According to the U.S. Department of Health, there are more than 20 diseases and conditions that get under $10 million of funding for research and testing. These diseases may be overlooked by society due to lack of information or because they are embarrassing to talk about—but they’re still life threatening.
My friend eventually got the courage to tell me that she had Crohn’s disease, a type of inflammatory bowel disease. She was so nonchalant I didn’t think anything was wrong.
But then she missed one day of school. Then two. Then 20. Next thing I knew, I was visiting her in the hospital. She came back two weeks later like nothing happened. She was as lively, energetic and sharp-witted as usual. I didn’t understand how she could act this way. “You’re a superhero!” I told her.

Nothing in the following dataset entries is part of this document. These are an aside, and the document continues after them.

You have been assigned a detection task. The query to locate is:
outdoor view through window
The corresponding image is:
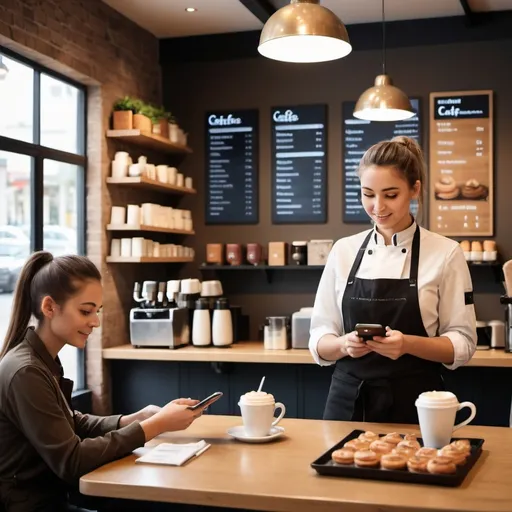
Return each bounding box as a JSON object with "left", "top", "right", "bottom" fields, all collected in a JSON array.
[{"left": 0, "top": 52, "right": 85, "bottom": 388}]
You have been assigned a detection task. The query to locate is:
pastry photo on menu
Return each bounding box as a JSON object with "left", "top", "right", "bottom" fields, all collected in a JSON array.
[{"left": 434, "top": 176, "right": 489, "bottom": 201}]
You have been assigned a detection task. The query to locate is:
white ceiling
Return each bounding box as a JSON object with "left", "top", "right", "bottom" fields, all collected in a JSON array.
[{"left": 103, "top": 0, "right": 512, "bottom": 38}]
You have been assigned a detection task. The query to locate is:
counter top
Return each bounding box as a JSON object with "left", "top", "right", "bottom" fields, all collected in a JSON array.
[
  {"left": 80, "top": 415, "right": 512, "bottom": 512},
  {"left": 102, "top": 341, "right": 512, "bottom": 368}
]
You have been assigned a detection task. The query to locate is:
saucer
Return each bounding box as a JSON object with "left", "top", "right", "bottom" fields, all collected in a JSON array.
[{"left": 227, "top": 425, "right": 284, "bottom": 443}]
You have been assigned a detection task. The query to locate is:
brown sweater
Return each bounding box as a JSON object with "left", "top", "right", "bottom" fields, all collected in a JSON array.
[{"left": 0, "top": 328, "right": 145, "bottom": 488}]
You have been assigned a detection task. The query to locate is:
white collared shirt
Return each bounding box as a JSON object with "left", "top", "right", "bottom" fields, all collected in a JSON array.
[{"left": 309, "top": 222, "right": 477, "bottom": 370}]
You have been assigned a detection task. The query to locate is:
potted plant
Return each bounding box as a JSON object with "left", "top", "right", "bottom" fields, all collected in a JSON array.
[
  {"left": 133, "top": 100, "right": 153, "bottom": 133},
  {"left": 112, "top": 96, "right": 136, "bottom": 130}
]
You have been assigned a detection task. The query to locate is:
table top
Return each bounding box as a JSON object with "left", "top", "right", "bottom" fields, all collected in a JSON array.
[
  {"left": 80, "top": 415, "right": 512, "bottom": 512},
  {"left": 102, "top": 341, "right": 512, "bottom": 368}
]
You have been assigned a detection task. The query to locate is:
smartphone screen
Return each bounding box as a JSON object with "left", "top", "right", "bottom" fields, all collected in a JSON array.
[{"left": 188, "top": 391, "right": 223, "bottom": 411}]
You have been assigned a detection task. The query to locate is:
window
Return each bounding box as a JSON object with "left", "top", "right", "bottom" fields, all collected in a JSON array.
[{"left": 0, "top": 47, "right": 87, "bottom": 389}]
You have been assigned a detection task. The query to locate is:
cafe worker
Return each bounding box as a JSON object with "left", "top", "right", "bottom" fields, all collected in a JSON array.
[{"left": 309, "top": 137, "right": 476, "bottom": 423}]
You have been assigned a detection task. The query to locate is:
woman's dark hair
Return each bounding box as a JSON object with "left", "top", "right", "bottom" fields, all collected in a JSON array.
[
  {"left": 357, "top": 136, "right": 427, "bottom": 221},
  {"left": 0, "top": 251, "right": 101, "bottom": 359}
]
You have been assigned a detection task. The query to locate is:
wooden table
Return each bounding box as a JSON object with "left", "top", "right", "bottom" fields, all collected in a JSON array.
[
  {"left": 102, "top": 341, "right": 512, "bottom": 368},
  {"left": 80, "top": 415, "right": 512, "bottom": 512}
]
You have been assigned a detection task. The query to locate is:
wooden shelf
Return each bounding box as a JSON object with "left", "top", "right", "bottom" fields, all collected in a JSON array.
[
  {"left": 107, "top": 256, "right": 194, "bottom": 263},
  {"left": 107, "top": 130, "right": 192, "bottom": 154},
  {"left": 107, "top": 224, "right": 195, "bottom": 235},
  {"left": 107, "top": 176, "right": 197, "bottom": 194},
  {"left": 102, "top": 341, "right": 512, "bottom": 368}
]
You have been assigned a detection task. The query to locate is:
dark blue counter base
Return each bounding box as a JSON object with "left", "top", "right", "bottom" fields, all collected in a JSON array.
[{"left": 111, "top": 360, "right": 512, "bottom": 427}]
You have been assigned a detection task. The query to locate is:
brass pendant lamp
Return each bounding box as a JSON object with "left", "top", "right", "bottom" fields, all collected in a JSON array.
[
  {"left": 354, "top": 0, "right": 415, "bottom": 121},
  {"left": 258, "top": 0, "right": 352, "bottom": 63}
]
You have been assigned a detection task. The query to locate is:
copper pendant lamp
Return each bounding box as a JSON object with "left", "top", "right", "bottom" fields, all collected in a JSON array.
[
  {"left": 354, "top": 0, "right": 415, "bottom": 121},
  {"left": 258, "top": 0, "right": 352, "bottom": 63}
]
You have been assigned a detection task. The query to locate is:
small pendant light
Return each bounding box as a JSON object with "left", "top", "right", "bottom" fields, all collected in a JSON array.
[
  {"left": 354, "top": 0, "right": 415, "bottom": 121},
  {"left": 258, "top": 0, "right": 352, "bottom": 63}
]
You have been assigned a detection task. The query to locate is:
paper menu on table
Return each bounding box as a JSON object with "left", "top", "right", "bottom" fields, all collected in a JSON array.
[{"left": 135, "top": 440, "right": 211, "bottom": 466}]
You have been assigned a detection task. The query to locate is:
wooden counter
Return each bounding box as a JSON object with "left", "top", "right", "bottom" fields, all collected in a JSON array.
[
  {"left": 80, "top": 415, "right": 512, "bottom": 512},
  {"left": 103, "top": 341, "right": 512, "bottom": 368}
]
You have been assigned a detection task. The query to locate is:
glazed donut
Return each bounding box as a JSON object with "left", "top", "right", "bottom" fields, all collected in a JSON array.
[
  {"left": 380, "top": 453, "right": 407, "bottom": 469},
  {"left": 331, "top": 448, "right": 354, "bottom": 465},
  {"left": 354, "top": 450, "right": 380, "bottom": 468},
  {"left": 358, "top": 430, "right": 379, "bottom": 443},
  {"left": 427, "top": 457, "right": 457, "bottom": 475},
  {"left": 381, "top": 432, "right": 403, "bottom": 446},
  {"left": 343, "top": 439, "right": 370, "bottom": 452},
  {"left": 448, "top": 439, "right": 471, "bottom": 454},
  {"left": 415, "top": 447, "right": 437, "bottom": 459},
  {"left": 391, "top": 446, "right": 417, "bottom": 459},
  {"left": 407, "top": 455, "right": 433, "bottom": 473},
  {"left": 434, "top": 176, "right": 457, "bottom": 194},
  {"left": 396, "top": 439, "right": 421, "bottom": 452},
  {"left": 370, "top": 439, "right": 394, "bottom": 455},
  {"left": 439, "top": 446, "right": 468, "bottom": 466}
]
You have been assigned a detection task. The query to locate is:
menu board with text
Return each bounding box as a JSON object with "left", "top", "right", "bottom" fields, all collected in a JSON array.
[
  {"left": 342, "top": 98, "right": 420, "bottom": 224},
  {"left": 429, "top": 91, "right": 494, "bottom": 237},
  {"left": 205, "top": 109, "right": 258, "bottom": 224},
  {"left": 271, "top": 105, "right": 327, "bottom": 224}
]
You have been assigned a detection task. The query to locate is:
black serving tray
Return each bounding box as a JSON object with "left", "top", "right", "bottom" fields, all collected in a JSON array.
[{"left": 311, "top": 430, "right": 484, "bottom": 487}]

I took my concerns to Google and searched Crohn’s to find basically nothing. Crohn’s research gets little funding—in fact, its funding dropped more than $10 million between 2012-2013. How many people are dying from illnesses because lifesaving research goes without funding? It seems that if there isn’t a huge media campaign or a celebrity trying to support a disease, then it doesn’t matter.
But my friend matters. This year she had to drop out of college in order to be closer to her doctors. Although she’s struggling, she’s fighting her disease just like Superman would. The Kryptonite can be easily disposed of if we just open our ears and become aware. Then maybe we can be the superheroes.